V R&T. Avec combien d’opérateurs avez-vous finalement échangé ?
P. T. Sur les dix candidats qui se sont présentés initialement, huit ont présenté des dossiers correspondant à notre demande : Transdev, RATP Dev, Thello, RDT 13, RegioRail, Arriva, Bombardier et Alpha Trains. Notre AMI s’adressait en effet soit à des entreprises ferroviaires, soit à des entreprises en lien avec le ferroviaire, notamment avec la maintenance et le matériel.
Quant à MTR, ses responsables nous ont écrit une lettre d’intention mais sans répondre exactement à ce que nous demandions. Et Keolis n’a pas donné suite, après avoir manifesté un grand intérêt…
VR&T. Les propositions avancées par les opérateurs vous ont-elles semblé novatrices ?

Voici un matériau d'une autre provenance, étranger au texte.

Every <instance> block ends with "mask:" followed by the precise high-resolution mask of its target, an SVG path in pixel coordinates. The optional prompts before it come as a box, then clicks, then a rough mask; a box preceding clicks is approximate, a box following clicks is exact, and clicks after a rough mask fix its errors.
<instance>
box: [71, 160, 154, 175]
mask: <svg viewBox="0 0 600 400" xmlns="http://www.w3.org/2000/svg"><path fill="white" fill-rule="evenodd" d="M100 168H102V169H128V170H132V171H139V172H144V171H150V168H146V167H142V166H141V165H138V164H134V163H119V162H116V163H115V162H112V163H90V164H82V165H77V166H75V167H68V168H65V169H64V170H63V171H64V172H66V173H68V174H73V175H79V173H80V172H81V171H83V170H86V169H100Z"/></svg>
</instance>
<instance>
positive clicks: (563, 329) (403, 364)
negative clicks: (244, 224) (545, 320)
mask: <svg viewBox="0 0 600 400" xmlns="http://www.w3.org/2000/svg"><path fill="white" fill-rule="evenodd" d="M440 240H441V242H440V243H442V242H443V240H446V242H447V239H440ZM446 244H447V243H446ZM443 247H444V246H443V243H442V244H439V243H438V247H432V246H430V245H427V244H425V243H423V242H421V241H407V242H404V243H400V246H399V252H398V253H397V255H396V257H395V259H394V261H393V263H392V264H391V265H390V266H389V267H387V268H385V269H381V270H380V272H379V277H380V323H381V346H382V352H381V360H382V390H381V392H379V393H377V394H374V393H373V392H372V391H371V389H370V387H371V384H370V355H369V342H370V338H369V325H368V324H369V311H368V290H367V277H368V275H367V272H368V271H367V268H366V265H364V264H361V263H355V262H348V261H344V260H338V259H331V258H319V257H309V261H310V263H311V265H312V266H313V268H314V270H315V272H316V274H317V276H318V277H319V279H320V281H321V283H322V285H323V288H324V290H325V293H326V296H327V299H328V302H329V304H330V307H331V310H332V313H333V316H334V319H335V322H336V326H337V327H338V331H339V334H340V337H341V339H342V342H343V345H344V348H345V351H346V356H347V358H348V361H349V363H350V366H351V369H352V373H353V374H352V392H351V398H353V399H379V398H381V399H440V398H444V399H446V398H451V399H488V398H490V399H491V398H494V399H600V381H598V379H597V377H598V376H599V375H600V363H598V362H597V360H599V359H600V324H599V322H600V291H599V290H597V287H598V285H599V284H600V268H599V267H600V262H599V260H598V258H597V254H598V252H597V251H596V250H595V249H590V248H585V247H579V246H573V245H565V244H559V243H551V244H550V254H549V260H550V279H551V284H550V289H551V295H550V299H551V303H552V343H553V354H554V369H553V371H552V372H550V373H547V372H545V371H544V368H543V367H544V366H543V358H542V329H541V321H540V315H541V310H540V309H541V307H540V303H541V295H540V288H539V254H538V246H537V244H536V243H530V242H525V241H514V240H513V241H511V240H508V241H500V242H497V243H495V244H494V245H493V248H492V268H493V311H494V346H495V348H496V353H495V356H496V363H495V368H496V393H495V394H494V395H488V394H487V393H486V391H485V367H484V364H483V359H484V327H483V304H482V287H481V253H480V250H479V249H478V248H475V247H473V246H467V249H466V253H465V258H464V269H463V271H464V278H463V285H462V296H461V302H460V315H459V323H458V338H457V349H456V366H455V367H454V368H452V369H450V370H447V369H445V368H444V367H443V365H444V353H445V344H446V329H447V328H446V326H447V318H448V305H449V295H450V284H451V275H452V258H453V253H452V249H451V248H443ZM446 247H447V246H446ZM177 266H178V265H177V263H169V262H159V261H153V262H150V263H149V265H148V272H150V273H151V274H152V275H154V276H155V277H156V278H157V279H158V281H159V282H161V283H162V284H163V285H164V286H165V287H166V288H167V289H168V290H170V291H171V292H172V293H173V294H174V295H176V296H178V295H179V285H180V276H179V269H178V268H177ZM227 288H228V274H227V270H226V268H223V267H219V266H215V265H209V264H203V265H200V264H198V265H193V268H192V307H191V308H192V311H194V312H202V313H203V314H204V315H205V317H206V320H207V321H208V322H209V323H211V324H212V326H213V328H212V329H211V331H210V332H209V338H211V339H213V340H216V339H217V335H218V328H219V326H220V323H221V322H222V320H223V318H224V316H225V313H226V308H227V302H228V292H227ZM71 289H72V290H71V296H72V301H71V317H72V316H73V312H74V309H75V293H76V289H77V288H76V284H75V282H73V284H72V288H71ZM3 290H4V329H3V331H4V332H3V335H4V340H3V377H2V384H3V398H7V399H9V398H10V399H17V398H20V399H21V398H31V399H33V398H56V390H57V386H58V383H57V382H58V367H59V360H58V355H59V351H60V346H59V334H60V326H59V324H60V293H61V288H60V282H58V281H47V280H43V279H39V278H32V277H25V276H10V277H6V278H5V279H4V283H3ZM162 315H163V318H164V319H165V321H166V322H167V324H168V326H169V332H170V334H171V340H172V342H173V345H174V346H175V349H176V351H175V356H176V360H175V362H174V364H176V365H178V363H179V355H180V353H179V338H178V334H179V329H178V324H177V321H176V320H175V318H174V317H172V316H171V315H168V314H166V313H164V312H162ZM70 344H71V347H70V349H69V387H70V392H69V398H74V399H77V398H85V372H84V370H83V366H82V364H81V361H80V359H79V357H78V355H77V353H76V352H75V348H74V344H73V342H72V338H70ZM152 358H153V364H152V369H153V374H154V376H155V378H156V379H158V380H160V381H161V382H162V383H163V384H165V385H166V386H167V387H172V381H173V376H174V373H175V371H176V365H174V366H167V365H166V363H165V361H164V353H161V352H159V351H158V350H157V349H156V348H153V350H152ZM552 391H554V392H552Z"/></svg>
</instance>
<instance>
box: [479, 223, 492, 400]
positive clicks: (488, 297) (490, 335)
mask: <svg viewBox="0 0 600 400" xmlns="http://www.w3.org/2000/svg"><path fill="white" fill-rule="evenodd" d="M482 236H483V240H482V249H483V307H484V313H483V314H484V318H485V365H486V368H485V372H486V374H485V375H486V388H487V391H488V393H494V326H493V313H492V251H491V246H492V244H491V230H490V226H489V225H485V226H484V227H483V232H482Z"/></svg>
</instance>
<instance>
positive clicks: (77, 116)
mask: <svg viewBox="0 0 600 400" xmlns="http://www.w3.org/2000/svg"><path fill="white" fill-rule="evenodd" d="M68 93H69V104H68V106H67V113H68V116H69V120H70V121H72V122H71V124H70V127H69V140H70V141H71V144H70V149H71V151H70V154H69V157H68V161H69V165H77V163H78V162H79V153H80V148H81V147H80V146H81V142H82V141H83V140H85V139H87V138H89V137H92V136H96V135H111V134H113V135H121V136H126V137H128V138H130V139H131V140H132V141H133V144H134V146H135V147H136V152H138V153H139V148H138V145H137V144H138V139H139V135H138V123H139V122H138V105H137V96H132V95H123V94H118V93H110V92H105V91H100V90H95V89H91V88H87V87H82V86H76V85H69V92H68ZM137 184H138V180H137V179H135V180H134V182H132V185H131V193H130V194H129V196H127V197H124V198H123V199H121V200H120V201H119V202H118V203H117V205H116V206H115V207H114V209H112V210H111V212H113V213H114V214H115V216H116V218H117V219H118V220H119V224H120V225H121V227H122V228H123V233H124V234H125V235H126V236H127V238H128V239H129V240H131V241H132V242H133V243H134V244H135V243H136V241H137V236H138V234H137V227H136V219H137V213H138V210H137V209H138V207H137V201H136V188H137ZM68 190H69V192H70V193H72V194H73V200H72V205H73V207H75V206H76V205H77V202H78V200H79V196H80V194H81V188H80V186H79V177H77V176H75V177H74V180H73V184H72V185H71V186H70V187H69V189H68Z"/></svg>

P. T. Nous avons découvert beaucoup d’idées intéressantes sur le matériel, la distribution, la sécurité… Nous avions proposé à titre indicatif trois lots que nous pourrions ouvrir à la concurrence. Nous avons donné la possibilité aux opérateurs de nous dire s’ils étaient intéressés par d’autres lots. En résumé, ils nous ont dit qu’ils étaient très intéressés par notre réseau, que cela leur permettrait de se développer ailleurs s’ils sont retenus, et qu’ils attendent maintenant de voir ce qu’il va ressortir des négociations entre l’UTP et les organisations syndicales, notamment sur la question des transferts de personnel de la SNCF.
VR&T. Où en est le contentieux avec la SNCF ?
P. T. Les discussions ont repris avec la SNCF. Nous voulons retrouver une bonne qualité de service, ce qui n’est pas le cas aujourd’hui.
Dans le cadre de notre différend financier, la SNCF nous bloque sur deux dossiers, l’un concernant le nouveau centre de maintenance de Nice dont nous avons besoin, l’autre sur une commande de matériel de 170 millions d’euros. La SNCF ne veut pas avancer sur ces deux dossiers tant que nous n’aurons pas réglé notre contentieux. C’est inacceptable ! On ne peut pas prendre ainsi en otage les usagers. Malgré tout, nous travaillons à la sortie de crise.